Bord’Eau, Amsterdam (geschlossen)

Amsterdam ist meine uneingeschränkte Lieblingsmetropole in Europa. In dem Moment, in dem ich aus dem Bahnhof trete, geht mein Herz auf und die Liebe ist unmittelbar wieder da. Beim Anblick der ersten Gracht möchte ich die Stadt am liebsten nie wieder verlassen.
Unser Besuch heute ist eigentlich also absurd, denn wir gehen vom Bahnhof zum Restaurant und nach dem Essen wieder zum Bahnhof zurück. Eine klassische Anschlagtour also nur für ein Mittagessen.

Das Ziel meiner Begierde ist das „Bord’Eau“ im hochnoblen Hotel de L’Europe, vom Michelin seit 2014 mit zwei Sternen ausgezeichnet. Dies war auch das Jahr, als wir das letzte Mal dort waren. Bei unseren Amsterdam-Trips danach waren wir leider mit den Reservierungen immer zu spät und das Haus ausgebucht.

Außenansicht des Hotel de l'Europe

So nutzen wir den Feiertag an diesem Donnerstag für einen Abstecher, um die noch sehr präsente Erinnerung aufzufrischen. Richard van Oostenbrugges Küche hatte mich seinerzeit nachhaltig beeindruckt, denn sie war klassisch französisch fundiert, aber modern und kreativ umgesetzt. Alleine die optische Präsentation vieler Gerichte habe ich auch nach vielen Jahren noch genau abgespeichert.

Mittags kann das Menü auf drei Gänge reduziert werden und dürfte mit 48€ eines der größten Schnäppchen sein, das man auf diesem Niveau bekommen kann, denn Grüße, Pré-Dessert und Petits Fours gibt es hier ganz genau so.
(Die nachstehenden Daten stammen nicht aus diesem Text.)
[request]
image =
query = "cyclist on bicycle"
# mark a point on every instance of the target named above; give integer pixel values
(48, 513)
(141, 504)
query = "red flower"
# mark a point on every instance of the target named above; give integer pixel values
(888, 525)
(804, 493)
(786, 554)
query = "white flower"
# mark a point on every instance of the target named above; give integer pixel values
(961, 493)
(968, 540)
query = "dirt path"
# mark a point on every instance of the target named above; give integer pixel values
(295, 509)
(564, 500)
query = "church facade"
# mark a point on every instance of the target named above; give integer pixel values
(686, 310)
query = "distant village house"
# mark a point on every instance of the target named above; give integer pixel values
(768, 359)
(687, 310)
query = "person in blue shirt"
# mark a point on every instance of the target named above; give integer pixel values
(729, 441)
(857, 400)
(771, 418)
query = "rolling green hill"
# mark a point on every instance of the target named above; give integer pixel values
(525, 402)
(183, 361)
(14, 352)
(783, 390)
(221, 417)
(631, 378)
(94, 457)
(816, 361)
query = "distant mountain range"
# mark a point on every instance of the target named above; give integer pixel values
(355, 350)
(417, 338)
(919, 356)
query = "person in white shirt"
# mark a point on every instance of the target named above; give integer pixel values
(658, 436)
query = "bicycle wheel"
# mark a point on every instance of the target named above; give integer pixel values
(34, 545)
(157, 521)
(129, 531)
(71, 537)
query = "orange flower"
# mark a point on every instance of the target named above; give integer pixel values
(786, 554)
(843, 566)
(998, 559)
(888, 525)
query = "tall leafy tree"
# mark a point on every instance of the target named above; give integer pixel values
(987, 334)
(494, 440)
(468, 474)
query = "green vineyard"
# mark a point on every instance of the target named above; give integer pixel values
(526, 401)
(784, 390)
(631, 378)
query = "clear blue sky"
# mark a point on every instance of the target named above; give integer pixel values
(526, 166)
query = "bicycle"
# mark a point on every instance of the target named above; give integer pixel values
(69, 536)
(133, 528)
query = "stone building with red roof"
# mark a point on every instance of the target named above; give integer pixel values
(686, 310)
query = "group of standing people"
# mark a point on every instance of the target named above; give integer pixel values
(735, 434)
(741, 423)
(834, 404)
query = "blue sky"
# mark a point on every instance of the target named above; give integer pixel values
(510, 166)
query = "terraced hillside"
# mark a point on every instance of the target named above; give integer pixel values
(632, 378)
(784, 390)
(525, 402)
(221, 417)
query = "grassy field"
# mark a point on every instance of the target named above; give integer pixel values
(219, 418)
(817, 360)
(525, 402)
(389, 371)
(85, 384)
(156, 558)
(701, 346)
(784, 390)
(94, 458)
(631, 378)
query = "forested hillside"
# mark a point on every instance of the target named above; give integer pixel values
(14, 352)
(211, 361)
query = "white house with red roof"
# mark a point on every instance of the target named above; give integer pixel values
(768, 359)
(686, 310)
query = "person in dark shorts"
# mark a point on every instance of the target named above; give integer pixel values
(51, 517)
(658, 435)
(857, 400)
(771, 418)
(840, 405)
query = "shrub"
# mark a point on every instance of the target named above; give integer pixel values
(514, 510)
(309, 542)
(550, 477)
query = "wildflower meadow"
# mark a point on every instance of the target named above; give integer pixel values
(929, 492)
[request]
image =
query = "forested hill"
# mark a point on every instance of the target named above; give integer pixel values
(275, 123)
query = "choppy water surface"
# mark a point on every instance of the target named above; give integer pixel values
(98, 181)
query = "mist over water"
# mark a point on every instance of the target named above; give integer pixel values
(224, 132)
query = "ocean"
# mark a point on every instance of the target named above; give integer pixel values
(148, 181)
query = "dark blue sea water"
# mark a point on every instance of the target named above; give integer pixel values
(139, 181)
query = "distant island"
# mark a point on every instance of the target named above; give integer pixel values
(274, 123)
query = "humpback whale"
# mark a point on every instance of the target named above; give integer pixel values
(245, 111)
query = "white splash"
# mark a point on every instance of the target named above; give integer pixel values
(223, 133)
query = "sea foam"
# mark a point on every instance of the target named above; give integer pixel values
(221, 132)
Aber für drei Gänge nehmen wir den weiten Weg natürlich nicht auf uns und so sollen es sechs Gänge sein (mittags 98€, abends 128€).

Zum Apéritif gibt es, wie auch bei unserem letzten Besuch, zunächst eine kleine Suppe, in diesem Fall eine intensive Velouté vom Seeigel.

Velouté vom Seeigel
Velouté vom Seeigel

Das folgende Viererlei als Amuse Bouche ist eine beeindruckende Präsentation holländischer Meeresfrüchte, bei der Muscheln, Austern und Krabben in Miniformat, aber mit großem Aufwand ihren Auftritt bekommen.
Eine Muschel im Zitronengrassud und Dill-Kalamansi-Crème, Krabben mit XO-Sauce und einer Remoulade von Sellerie und Meerrettich, eine Scheidenmuschel mit Soffrito, Pernod-Gelee und einem Clementinenschaum sowie eine Jus marinière mit Herzmuscheln und Auster – all das sind Miniaturen, die so präzise einen individuellen Geschmack herausarbeiten, dass dies wie ein kleines Menü wirkt. Was für ein Auftakt!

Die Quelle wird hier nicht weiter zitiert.